Meta Will Jettison Giphy Following CMA Ruling

Giphy

Meta Platforms says it will sell the GIF generator Giphy following an order from the U.K.’s Competition and Markets Authority Tuesday (Oct. 18).

According to a CMA news release, the authority “has found that Meta’s takeover of Giphy could allow Meta to limit other social media platforms’ access to GIFs, making those sites less attractive to users and less competitive.”

The authority also found that the $400 million deal took Giphy out of the running as a potential challenger in the British display advertising market, which would keep U.K. businesses from benefiting from innovation in that sector.

Learn more: UK’s CMA Demands That Meta Sell Giphy

According to published reports, Meta says it will accept the CMA ruling as final and work with the authority on divesting Giphy.

The CMA first expressed concern about the Meta (then still calling itself Facebook) purchase of Giphy in August of 2021. The decision marked the first time a global regulator had tried to force a Big Tech firm to walk back a finished deal.

“Millions of posts every day on social media sites now include a GIF,” the CMA said at the time. “Any reduction in the choice or quality of these GIFs could significantly affect how people use these sites and whether or not they switch to a different platform, such as Facebook.”

In November of last year, that concern became a demand, with the CMA ordering the social media giant to sell Giphy.
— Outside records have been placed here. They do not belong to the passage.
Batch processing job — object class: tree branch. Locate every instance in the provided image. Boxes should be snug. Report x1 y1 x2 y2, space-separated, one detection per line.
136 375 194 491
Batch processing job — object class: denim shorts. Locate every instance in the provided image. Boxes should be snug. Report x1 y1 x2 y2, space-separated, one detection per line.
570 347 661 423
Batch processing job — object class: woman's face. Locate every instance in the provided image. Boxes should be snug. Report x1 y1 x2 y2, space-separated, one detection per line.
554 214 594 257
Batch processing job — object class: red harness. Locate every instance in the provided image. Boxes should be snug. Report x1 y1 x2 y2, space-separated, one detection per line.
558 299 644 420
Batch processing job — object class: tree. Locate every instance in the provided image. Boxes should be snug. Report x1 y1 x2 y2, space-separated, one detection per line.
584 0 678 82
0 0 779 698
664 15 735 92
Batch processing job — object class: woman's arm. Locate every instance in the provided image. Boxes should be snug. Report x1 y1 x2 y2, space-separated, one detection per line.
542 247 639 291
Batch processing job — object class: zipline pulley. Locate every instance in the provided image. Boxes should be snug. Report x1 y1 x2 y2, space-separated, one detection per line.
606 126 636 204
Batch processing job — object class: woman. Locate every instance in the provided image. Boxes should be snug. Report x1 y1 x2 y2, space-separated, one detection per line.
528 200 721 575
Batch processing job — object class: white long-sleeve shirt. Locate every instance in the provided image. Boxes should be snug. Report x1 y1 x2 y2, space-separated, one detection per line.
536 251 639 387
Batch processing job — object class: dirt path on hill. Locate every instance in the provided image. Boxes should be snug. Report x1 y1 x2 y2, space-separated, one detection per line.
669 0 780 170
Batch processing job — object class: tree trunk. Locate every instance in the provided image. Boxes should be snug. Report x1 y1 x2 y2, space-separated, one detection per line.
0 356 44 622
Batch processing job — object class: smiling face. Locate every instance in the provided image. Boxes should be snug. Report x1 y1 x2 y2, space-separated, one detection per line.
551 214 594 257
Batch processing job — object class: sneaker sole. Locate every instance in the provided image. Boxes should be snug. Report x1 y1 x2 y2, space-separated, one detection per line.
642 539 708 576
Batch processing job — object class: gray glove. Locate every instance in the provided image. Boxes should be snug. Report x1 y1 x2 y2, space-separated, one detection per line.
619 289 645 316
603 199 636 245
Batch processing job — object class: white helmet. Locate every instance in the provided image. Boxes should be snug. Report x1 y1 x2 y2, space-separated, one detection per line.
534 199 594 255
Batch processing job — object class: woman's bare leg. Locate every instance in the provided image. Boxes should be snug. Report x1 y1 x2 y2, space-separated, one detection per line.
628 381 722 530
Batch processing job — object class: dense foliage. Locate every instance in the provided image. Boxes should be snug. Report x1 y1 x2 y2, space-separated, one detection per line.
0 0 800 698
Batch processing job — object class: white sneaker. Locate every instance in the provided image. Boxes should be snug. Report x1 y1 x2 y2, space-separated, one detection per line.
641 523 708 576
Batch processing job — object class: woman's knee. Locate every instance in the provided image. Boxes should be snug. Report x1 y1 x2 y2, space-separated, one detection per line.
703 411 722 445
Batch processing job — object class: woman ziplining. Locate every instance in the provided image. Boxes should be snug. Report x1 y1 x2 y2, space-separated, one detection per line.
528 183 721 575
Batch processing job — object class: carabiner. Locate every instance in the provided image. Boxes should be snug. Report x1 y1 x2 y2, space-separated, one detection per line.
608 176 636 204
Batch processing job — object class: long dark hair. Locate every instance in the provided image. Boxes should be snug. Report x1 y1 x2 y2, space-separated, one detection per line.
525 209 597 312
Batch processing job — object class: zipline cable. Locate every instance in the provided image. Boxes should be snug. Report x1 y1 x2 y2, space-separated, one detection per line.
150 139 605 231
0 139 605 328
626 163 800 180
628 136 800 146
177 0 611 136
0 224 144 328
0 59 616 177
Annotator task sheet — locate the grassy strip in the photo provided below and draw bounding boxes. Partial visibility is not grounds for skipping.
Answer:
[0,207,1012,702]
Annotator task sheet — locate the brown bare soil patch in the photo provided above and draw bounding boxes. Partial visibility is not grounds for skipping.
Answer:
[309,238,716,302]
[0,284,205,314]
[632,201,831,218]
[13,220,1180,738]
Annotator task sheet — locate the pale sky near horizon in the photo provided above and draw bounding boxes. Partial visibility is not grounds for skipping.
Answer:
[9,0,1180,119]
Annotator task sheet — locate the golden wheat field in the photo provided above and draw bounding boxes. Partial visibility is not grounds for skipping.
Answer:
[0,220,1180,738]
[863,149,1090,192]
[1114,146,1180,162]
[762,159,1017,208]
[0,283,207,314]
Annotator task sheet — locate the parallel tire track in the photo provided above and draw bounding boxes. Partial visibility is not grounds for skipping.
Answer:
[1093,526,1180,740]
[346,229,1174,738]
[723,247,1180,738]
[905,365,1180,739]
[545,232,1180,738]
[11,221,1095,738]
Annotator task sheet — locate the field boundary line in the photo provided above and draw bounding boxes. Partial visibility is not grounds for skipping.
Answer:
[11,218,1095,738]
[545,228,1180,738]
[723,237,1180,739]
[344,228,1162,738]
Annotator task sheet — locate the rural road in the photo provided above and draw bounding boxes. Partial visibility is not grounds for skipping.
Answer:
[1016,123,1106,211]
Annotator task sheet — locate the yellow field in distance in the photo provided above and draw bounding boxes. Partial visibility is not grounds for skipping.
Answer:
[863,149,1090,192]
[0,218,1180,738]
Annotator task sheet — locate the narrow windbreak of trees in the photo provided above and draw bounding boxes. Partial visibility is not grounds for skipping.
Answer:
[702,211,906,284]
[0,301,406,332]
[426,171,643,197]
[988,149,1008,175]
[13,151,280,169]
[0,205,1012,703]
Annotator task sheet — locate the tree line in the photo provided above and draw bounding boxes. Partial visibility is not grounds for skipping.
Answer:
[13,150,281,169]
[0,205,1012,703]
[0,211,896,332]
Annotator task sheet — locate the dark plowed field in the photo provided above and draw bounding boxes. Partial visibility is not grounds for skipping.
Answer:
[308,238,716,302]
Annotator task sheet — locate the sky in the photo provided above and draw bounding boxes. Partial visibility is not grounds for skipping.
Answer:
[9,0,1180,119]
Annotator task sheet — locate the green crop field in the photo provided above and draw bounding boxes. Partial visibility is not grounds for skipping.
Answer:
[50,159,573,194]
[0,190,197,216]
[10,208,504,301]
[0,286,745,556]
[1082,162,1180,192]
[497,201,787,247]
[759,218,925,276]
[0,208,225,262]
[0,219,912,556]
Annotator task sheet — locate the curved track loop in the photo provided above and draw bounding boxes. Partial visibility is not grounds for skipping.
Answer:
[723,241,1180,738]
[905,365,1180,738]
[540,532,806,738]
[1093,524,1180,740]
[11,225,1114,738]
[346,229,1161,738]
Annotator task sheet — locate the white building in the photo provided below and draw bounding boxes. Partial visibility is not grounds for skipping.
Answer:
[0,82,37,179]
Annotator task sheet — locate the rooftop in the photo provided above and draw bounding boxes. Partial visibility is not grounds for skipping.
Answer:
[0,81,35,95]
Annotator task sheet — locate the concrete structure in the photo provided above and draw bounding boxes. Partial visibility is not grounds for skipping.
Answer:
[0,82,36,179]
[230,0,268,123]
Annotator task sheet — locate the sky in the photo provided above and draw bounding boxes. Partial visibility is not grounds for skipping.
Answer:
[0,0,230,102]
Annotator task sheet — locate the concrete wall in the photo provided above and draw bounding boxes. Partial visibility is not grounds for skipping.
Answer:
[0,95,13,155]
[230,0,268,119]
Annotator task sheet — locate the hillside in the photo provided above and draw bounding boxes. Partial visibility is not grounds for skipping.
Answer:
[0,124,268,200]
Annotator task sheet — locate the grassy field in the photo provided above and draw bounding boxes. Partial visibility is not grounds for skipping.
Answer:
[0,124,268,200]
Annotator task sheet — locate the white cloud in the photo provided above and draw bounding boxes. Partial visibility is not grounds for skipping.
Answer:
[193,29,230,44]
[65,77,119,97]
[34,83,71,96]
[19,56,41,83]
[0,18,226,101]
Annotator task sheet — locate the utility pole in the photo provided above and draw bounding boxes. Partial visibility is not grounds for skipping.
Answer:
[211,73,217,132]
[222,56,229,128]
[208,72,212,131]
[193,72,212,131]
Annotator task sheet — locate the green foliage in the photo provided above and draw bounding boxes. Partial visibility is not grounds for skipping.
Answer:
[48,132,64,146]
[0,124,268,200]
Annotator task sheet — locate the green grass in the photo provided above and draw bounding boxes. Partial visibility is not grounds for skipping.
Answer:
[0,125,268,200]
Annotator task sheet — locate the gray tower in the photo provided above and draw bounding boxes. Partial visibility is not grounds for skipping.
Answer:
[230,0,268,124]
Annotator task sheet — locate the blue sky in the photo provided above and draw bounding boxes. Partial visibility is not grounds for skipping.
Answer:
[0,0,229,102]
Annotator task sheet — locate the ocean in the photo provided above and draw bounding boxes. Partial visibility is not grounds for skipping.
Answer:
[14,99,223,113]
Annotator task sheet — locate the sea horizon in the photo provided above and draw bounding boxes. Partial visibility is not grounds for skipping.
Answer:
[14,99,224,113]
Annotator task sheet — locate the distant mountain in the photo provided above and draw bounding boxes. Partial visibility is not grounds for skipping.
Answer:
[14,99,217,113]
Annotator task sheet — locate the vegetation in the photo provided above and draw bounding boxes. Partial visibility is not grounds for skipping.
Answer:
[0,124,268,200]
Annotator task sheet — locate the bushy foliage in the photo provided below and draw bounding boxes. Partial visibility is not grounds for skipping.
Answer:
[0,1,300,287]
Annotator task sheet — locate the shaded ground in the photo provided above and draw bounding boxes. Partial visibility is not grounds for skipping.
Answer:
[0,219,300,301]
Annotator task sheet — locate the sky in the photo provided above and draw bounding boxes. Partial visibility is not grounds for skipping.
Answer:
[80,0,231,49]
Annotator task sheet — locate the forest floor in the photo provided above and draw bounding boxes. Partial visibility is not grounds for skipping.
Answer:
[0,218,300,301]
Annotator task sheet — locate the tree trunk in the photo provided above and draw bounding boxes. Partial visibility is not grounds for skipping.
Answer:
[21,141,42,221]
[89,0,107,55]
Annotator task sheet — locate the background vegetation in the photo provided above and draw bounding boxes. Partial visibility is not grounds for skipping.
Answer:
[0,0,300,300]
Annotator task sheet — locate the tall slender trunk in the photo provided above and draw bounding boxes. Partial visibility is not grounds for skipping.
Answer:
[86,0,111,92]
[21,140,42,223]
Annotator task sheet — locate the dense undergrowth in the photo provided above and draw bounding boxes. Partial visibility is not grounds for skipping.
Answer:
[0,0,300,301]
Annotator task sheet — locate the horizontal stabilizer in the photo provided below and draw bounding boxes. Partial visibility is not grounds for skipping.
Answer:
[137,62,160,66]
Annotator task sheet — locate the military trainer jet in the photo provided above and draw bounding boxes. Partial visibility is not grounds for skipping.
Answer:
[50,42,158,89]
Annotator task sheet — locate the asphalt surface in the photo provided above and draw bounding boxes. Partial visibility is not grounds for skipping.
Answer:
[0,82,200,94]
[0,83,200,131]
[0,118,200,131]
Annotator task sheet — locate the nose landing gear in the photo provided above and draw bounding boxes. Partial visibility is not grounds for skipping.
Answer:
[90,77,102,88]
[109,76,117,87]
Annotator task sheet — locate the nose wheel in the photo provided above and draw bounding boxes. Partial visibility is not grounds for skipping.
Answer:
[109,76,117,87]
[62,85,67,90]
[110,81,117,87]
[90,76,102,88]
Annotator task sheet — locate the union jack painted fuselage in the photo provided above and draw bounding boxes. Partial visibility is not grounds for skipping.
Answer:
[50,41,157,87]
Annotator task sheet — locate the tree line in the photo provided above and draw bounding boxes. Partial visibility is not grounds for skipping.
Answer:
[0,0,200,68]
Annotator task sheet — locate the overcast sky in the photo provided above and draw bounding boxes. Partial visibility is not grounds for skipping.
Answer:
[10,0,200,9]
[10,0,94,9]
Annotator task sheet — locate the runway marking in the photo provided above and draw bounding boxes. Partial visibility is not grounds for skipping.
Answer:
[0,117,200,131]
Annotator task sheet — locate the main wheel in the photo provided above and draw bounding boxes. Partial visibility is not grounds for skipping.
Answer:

Meta appealed the ruling in June and enjoyed a short-lived victory, only to have the tribunal send the case back to the CMA the following month.

Read more: UK Court Sends Meta Giphy Case Back to Antitrust Watchdog

As PYMNTS reported in July, Britain’s Competition Appeal Tribunal (CAT) largely backed the CMA’s decision to make Meta sell Giphy, but found that the CMA failed to properly inform Meta of Snapchat’s acquisition of Gfyca, information that could have bolstered Meta’s case.

However, the CMA said Tuesday that it had spent the last three months examining third-party evidence and submissions from Meta and Giphy and found that the deal would allow Meta to “increase its already significant market power” by denying or limiting other platform’s access to Giphy’s GIFs, thus shifting users to Meta-owned sites.